Its smartly dressed staff serve customers from leather seats behind mahogany desks. Grand clocks show the time in Britain and Pakistan.
The reason for the luxury, it emerged this week, was that the agency was at the centre of a multinational money-laundering operation that used a traditional Islamic banking system to process more than £500 million of drug money.
A series of court cases that can be reported for the first time reveal how the fast-growing hawala system is used by criminal gangs to transfer money overseas.
The Times has learnt that hawala transactions also led to the murder of PC Sharon Beshenivsky, who was shot during a bungled robbery at another Bradford travel agency.
The revelations raise serious concerns about how hawala has remained almost entirely unregulated while other financial systems have faced ever increasing legal controls to prevent them from being used by criminals and terrorists. As far back as the 1980s, tax inspectors were aware of the risks from the hawala system.
Hawala brokers can be found at travel agencies, grocery shops and internet cafés on the high streets of almost every town with a sizable immigrant population. They are used by hundreds of thousands of immigrant workers legitimately to transfer money to family in Asia, China, Africa and Eastern Europe. But the lack of detailed record-keeping and financial controls have obvious advantages for criminals.
Revenue & Customs officers uncovered a huge criminal operation that laundered at least £500 million of criminal assets between 1997 and 2001.
Couriers collected hundreds of thousands of pounds each day from drug gangs in London, Manchester, Liverpool, West Yorkshire and Scotland, Leeds Crown Court was told. They delivered the cash to hawala brokers based at travel agents in Bradford, Birmingham and Halifax.

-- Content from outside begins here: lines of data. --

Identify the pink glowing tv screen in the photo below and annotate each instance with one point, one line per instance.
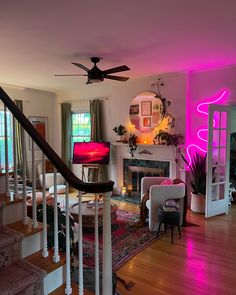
(91, 153)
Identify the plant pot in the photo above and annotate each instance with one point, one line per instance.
(198, 203)
(121, 138)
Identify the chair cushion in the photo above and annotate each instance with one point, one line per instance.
(61, 189)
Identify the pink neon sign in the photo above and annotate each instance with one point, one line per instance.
(223, 93)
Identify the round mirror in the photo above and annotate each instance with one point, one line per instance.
(146, 111)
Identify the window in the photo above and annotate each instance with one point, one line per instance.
(81, 127)
(2, 140)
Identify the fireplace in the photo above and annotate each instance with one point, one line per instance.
(150, 160)
(134, 170)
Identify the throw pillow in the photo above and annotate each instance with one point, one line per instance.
(166, 181)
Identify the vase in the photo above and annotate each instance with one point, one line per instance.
(198, 203)
(121, 138)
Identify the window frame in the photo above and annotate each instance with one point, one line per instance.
(86, 136)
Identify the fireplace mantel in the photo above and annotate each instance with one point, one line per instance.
(119, 152)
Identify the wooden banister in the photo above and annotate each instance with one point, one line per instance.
(91, 187)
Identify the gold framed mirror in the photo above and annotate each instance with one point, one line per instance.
(146, 111)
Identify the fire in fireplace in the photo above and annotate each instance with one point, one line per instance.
(135, 169)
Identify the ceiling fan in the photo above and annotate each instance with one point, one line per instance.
(96, 75)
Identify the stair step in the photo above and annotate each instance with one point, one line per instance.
(7, 200)
(10, 245)
(21, 276)
(46, 263)
(26, 230)
(11, 209)
(61, 290)
(9, 236)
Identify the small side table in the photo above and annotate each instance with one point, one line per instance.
(169, 215)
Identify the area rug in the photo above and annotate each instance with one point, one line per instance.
(128, 239)
(134, 199)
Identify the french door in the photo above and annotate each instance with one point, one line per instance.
(217, 188)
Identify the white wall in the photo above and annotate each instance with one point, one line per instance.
(118, 96)
(36, 103)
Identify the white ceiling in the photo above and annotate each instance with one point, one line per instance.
(41, 38)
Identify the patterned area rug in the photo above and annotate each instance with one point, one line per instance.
(128, 239)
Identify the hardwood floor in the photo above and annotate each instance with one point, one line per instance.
(202, 262)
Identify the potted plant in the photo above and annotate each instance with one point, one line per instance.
(198, 181)
(120, 131)
(132, 144)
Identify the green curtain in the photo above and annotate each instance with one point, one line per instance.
(66, 131)
(19, 150)
(96, 135)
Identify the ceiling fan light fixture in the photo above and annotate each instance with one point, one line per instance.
(95, 75)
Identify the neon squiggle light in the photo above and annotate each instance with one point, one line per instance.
(223, 93)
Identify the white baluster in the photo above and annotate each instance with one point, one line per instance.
(6, 152)
(25, 218)
(80, 246)
(107, 250)
(68, 289)
(45, 239)
(97, 291)
(56, 256)
(34, 205)
(15, 158)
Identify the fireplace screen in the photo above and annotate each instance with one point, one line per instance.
(134, 170)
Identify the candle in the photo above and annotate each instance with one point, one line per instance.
(123, 191)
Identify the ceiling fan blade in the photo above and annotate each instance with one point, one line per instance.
(70, 75)
(118, 78)
(80, 66)
(116, 70)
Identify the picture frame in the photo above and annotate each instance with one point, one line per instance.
(147, 121)
(41, 125)
(146, 108)
(134, 109)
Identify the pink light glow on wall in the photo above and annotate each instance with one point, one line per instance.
(202, 133)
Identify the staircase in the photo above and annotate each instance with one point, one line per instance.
(27, 265)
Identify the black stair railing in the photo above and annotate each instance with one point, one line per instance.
(70, 177)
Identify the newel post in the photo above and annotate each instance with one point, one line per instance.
(107, 247)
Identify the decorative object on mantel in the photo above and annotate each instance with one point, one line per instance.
(120, 131)
(132, 143)
(166, 138)
(145, 152)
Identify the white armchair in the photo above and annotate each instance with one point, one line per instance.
(158, 195)
(49, 176)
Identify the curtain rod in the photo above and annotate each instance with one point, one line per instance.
(85, 99)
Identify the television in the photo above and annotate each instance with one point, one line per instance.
(91, 153)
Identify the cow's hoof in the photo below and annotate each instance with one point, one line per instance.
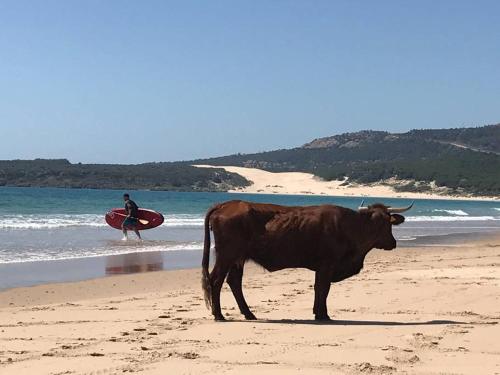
(322, 318)
(250, 317)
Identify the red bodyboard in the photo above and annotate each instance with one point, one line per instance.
(115, 218)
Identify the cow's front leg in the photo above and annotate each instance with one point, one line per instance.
(234, 279)
(322, 283)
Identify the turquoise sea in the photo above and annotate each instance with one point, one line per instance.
(40, 225)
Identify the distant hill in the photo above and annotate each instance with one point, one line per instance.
(151, 176)
(462, 161)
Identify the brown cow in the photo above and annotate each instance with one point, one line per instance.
(330, 240)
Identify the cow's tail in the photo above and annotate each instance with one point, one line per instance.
(205, 278)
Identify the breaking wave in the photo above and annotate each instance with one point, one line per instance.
(453, 212)
(118, 249)
(51, 221)
(453, 218)
(55, 221)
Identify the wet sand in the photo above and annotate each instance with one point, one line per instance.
(429, 310)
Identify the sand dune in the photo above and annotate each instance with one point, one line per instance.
(307, 184)
(418, 311)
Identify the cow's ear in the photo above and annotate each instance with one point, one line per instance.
(397, 219)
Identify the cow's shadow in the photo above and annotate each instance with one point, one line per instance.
(340, 322)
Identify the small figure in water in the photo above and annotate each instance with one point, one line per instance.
(131, 220)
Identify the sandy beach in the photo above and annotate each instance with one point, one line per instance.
(429, 310)
(299, 183)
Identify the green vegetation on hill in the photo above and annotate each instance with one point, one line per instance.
(152, 176)
(461, 160)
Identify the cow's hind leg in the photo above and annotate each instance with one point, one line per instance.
(321, 289)
(217, 277)
(234, 279)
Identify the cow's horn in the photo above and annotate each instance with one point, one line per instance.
(361, 208)
(397, 210)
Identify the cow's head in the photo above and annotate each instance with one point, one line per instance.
(382, 219)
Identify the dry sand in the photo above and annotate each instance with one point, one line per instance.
(431, 310)
(300, 183)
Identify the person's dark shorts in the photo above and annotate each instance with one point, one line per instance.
(129, 222)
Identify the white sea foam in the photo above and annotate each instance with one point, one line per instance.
(453, 218)
(184, 220)
(134, 247)
(55, 221)
(50, 221)
(453, 212)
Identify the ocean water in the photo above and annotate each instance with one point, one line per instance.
(55, 224)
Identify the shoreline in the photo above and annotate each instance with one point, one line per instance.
(301, 183)
(45, 272)
(411, 310)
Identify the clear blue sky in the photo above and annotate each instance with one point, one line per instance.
(136, 81)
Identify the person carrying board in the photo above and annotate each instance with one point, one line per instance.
(131, 220)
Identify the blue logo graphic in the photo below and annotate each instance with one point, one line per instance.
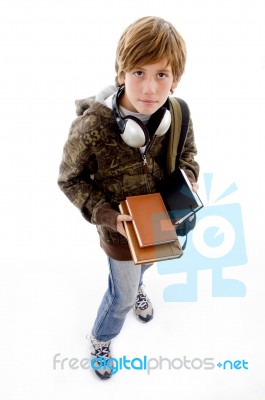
(216, 242)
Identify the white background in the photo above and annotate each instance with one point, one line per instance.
(53, 273)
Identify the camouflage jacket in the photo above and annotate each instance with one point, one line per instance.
(98, 170)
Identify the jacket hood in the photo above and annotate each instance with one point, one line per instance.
(83, 104)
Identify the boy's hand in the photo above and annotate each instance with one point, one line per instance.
(195, 186)
(119, 223)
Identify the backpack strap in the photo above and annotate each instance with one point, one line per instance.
(179, 127)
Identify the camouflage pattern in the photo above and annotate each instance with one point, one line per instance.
(98, 169)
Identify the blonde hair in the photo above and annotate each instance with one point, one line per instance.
(148, 40)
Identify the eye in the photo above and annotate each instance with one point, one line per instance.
(138, 73)
(161, 75)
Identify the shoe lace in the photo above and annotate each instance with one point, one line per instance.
(101, 348)
(142, 300)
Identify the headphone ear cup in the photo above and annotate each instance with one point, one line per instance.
(164, 125)
(135, 134)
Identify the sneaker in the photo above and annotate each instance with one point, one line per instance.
(103, 367)
(143, 308)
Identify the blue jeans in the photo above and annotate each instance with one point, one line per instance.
(125, 278)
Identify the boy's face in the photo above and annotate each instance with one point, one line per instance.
(147, 87)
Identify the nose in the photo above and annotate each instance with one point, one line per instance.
(149, 86)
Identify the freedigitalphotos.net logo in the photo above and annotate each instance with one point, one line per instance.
(217, 242)
(146, 364)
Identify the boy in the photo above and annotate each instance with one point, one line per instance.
(117, 148)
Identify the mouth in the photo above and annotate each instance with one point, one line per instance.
(148, 102)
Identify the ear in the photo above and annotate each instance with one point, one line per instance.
(121, 79)
(174, 85)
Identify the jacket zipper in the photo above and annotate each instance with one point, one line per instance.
(145, 164)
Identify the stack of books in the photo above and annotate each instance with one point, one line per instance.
(152, 234)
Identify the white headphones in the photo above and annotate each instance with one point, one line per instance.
(133, 131)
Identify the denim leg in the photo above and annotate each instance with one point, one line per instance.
(124, 280)
(143, 267)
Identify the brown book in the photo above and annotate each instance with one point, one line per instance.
(151, 221)
(145, 255)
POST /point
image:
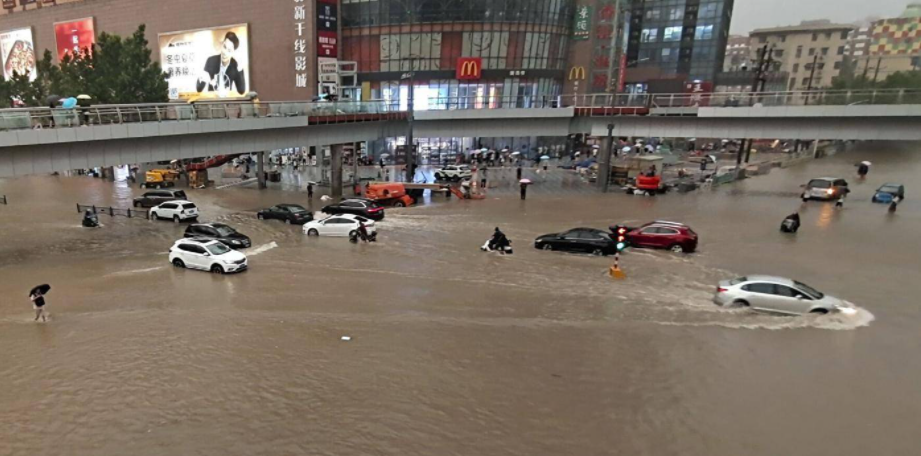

David Odd, the senior customs investigator in charge of the case, said: “Hundreds of thousands of pounds in dirty cash was being ferried up the M1 on an almost daily basis.”
The hawala brokers secreted the money away in their business and personal bank accounts before transferring it to Dubai. From there the money eventually disappeared into accounts in the United States, the Middle East, South America and Europe.
The Bradford Travel Centre laundered £42 million over three years. Shahid Bhatti, 45, the head of the family-run firm, took a 3 per cent commission for his labours and is now serving a three-year sentence for conspiracy to launder the proceeds of crime. Staff at the agency said that the business was still owned by the Bhatti family.